Michael Zulli’s artwork is very well done. Again, I’m not a big comic reader, so I don’t really have a basis of comparison, but in my humble opinion, they were eye-pleasing.
While I realize the Showman is supposed to be Alice Cooper (the persona, not the person), I couldn’t help thinking that if this had been made into a movie 15 years ago, Johnny Depp would have done an incredible job as the villain.
The only thing is, now I feel the urge to listen to Alice Cooper…
“Zach, Poppy, and Alice have been friends forever. And for almost as long, they’ve been playing one continuous, ever-changing game of pirates and thieves, mermaids and warriors. Ruling over all is the Great Queen, a bone-china doll cursing those who displease her.
But they are in middle school now. Zach’s father pushes him to give up make-believe, and Zach quits the game. Their friendship might be over, until Poppy declares she’s been having dreams about the Queen—and the ghost of a girl who will not rest until the bone-china doll is buried in her empty grave.

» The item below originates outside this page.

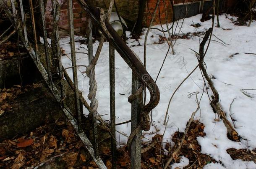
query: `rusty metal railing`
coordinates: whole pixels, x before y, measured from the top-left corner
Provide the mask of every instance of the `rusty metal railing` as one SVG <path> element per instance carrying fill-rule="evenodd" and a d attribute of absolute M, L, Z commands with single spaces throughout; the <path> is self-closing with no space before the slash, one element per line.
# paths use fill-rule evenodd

Zach and Alice and Poppy set off on one last adventure to lay the Queen’s ghost to rest. But nothing goes according to plan, and as their adventure turns into an epic journey, creepy things begin to happen. Is the doll just a doll or something more sinister? And if there really is a ghost, will it let them go now that it has them in its clutches?”
I also borrowed this book from my boss, after we briefly bonded over a mutual admiration of Holly Black. I have to say, though, it wasn’t as scary-good as I hoped it would be.
I imagine it would have scared the pants off of me when I was younger, which I guess makes sense (since it’s a middle-grade novel). I did relate to the children and how they felt like they should grow up but they weren’t ready to stop playing (story of my life!). But there were parts in the middle that sort of lagged, parts where I was waiting for the Queen to do something terrifying, but nothing happened.
Yes, it was creepy; yeah, there were moments when I wondered how wise I was to be reading it after midnight; but overall, it wasn’t a long-lasting fear. It was those brief seconds of a heightened heart rate, and then…nothing. No after effects, no peeking over my blankets to make sure I was still alone…nothing. Still a decent read, though, and recommended if you like Holly Black.